<h1> About this notebook </h1>

This notebook has been created to demo capabilities of Databricks notebooks and Azure Cognitive Services entity recognition API.

Following Azure services have been used in this demo:
1. Azure Data Lake Storage (ADLS Gen2) - used for storing files that have to be processed for PII detection.
2. Azure Databricks - one stop shop to run our program code; transform data; interact with other Azure services to deliver a complete end to end solution.
3. Azure SQL DB - used as a metadata store where Databricks writes information like job start/end time; file name that is being processed etc.
4. Azure Cosmos DB - store output of Azure Cognitive Services in case PII is detected. Where no PII is detected, the output is ignored. 
5. Azure Cognitive Services / Text Analytics API -  (Named Entity Recognition) is used for detecting PII.
</br>




**To run this notebook in your subscription, please replace text in <> with your account keys/credentials. **

<h4> Install Python packages required for this notebook </h4>


Install packages for Python required to run this notebook. 

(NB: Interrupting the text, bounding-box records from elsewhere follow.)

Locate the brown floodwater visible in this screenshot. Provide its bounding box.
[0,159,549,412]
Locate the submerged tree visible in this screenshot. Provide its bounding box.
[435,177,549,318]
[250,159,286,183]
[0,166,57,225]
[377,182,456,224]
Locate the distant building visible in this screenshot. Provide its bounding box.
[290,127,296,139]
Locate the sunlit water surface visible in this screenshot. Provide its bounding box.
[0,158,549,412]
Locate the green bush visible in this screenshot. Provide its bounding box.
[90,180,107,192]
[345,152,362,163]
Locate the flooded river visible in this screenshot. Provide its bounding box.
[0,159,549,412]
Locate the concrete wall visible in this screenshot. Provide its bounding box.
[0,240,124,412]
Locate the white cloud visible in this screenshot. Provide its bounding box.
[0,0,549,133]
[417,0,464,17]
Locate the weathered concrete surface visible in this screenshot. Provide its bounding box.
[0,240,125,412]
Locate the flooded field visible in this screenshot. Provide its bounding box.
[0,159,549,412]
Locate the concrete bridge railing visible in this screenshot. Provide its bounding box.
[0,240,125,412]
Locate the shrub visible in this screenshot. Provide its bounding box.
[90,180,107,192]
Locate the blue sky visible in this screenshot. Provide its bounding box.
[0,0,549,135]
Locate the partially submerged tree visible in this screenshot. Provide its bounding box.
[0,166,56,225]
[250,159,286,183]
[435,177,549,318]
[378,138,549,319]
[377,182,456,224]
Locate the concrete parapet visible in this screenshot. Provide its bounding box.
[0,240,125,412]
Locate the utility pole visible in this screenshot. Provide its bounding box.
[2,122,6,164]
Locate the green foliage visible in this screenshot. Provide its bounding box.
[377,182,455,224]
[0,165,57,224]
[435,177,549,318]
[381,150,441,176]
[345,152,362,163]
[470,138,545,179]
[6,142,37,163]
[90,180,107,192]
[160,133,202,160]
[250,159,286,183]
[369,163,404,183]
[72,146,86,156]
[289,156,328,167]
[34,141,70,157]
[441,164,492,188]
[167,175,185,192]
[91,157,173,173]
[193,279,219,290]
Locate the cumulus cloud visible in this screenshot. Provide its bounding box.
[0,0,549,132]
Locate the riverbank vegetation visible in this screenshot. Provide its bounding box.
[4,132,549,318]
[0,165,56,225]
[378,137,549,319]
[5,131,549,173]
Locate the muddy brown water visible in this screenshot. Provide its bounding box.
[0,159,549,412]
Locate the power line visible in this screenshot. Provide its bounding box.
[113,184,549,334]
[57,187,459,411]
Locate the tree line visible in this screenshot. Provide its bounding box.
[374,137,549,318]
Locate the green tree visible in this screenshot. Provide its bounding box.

** You only need to run this step once when you run this notebook for the first time. **

In [3]:
# Install packages
# Note - installation of packages can be automated 

dbutils.library.installPyPI("requests")
dbutils.library.installPyPI("simpleJson")
dbutils.library.installPyPI("pyodbc")
dbutils.library.installPyPI("azure.cosmos")
dbutils.library.installPyPI("requests")

<h4> Install ODBC drivers for Microsoft SQL Server on Databricks cluster </h4>

We are using PYODBC package to connect to Azure SQL DB. This step installs the SQL Server driver.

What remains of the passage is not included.